This guide walks through the core ocx workflow — from running your first package to managing multiple versions. It assumes ocx is already installed. Each section builds on the previous one, but they can be read independently.

First-time setup

On a fresh install, your local index is empty — ocx won't find any packages. Pass --remote to query the registry directly. Once a package is installed, commands that operate on it (which, select, env, exec) work without the flag. To populate your local index for browsing and offline use, run ocx index update with the packages you need.

Quick Start

Most tools require a separate install step before you can use them for the first time. You configure a source, install the tool, then run it. For a one-off task, that overhead is wasteful.

ocx package exec collapses that into a single command. If the package is not in the local object store, it is downloaded automatically. Then the command runs inside an isolated environment containing only the package's declared variables — no ambient PATH pollution.

sh
ocx package exec "uv:0.10.0" -- uv --version
Running a package

The binary is cached in the object store, so subsequent calls with the same version skip the download. Nothing else persists: no candidate symlink, no current pointer.

TIP

Use ocx package exec for one-off tasks or in CI where you want a reproducible, isolated invocation. For tools you reach for every day, read on.

Running multiple packages in a single invocation

Pass multiple packages before --. Their environments are merged in declaration order so all tools are accessible inside the subprocess.

A real-world example: Bun is a JavaScript runtime that complements Node.js. Bringing both runtimes together with a single command means both node and bun are on PATH without any manual setup:

sh
ocx package exec "nodejs:24.0.0" "bun:1.3.0" -- bun --version
Running multiple packages together

Installing

Running ocx package exec re-resolves the package on every invocation. For tools you use across multiple sessions — compilers, interpreters, build utilities — you want a persistent, named install that is available offline and at a known, stable path.
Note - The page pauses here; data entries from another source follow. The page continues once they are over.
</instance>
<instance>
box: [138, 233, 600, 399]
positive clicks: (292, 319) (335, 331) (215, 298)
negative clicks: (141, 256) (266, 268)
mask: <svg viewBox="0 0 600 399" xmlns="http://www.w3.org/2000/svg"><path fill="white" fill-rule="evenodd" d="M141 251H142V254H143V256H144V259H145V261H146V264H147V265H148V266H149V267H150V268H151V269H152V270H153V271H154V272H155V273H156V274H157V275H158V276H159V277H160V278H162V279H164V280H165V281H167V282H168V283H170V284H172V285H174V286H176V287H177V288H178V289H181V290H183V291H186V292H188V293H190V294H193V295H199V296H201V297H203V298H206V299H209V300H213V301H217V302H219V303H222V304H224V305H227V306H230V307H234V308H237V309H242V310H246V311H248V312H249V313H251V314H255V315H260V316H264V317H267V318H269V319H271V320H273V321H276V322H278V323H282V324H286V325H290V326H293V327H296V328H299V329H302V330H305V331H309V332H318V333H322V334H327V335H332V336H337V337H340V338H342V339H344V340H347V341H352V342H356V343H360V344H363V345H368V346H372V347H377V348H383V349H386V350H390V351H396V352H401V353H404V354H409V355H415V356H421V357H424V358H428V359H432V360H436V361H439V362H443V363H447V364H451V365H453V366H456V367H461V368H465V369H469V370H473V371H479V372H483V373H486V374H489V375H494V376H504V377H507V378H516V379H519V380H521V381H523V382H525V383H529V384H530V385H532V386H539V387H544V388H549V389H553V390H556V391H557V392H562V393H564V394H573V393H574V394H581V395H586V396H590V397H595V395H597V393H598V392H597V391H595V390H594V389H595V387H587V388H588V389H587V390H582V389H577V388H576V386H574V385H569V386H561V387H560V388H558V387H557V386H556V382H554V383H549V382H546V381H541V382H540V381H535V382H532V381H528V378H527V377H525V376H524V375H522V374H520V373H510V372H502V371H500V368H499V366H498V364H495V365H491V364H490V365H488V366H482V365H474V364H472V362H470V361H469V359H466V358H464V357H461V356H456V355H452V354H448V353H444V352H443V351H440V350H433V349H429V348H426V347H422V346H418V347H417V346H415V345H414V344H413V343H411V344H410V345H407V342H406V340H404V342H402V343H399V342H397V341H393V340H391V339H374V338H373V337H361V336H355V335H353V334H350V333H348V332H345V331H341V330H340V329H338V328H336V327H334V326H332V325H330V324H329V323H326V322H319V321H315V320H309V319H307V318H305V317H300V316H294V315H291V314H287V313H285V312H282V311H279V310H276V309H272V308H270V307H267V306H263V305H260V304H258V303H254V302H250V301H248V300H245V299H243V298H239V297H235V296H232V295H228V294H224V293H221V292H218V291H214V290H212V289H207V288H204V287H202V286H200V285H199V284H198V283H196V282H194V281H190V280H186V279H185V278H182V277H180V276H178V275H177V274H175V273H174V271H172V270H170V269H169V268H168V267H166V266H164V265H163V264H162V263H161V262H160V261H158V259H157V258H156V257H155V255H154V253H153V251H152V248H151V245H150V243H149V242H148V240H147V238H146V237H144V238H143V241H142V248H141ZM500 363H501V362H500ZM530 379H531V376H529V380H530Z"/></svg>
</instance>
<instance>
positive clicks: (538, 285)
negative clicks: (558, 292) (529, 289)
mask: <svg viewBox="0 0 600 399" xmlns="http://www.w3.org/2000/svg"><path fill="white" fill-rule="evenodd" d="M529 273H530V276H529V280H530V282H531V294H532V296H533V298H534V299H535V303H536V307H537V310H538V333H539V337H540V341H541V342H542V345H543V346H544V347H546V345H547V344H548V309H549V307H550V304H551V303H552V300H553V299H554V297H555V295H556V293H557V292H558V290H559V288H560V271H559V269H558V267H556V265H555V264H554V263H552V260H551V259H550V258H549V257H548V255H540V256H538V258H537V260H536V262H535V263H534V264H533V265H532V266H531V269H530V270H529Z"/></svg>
ocx package install downloads the package into the content-addressed object store and creates a candidate symlink at ~/.ocx/symlinks/{registry}/{repo}/candidates/{tag}. That path never changes after installation. If two tags resolve to the same binary build, only one object lives on disk.

sh
ocx package install "uv:0.10.0"
Installing a package

Once installed, ocx package which --candidate returns the stable candidate path without re-resolving the package — useful for embedding in build scripts, IDE configs, or CI pipelines that need a fixed path pinned to a specific version:

sh
ocx package install "uv:0.10.0"
ocx package which --candidate "uv:0.10.0"
Finding an installed package

Like apt install vs a one-shot download

apt install cmake persists the tool system-wide. A one-shot download script runs it and leaves nothing behind. ocx package install is the former — persistent, versioned, offline-ready — but without root, without a system-wide footprint, and with multiple versions coexisting side by side.

CI workflows: ocx package pull

In CI pipelines, symlink management is unnecessary — you just need the binary at a known path. ocx package pull downloads directly into the object store without creating candidate or current symlinks. To inject resolved environment variables into the runner, use ocx --format json package env for machine-readable output, or ocx package env --shell=sh to emit export statements directly into the runner's environment.

See the object store and install symlinks sections of the user guide for the full three-store architecture behind this.

Switching Versions

Installing a package creates a candidate path that includes the tag: candidates/21. When you upgrade to version 25, the new candidate lands at candidates/25. Any config referencing candidates/21 keeps working — but also stays pinned forever, requiring a manual edit on every upgrade.

ocx package select introduces a second symlink level: current. It is a tag-free, floating pointer to whichever candidate you last declared active. Update it once with select, and every path referencing current picks up the new version automatically.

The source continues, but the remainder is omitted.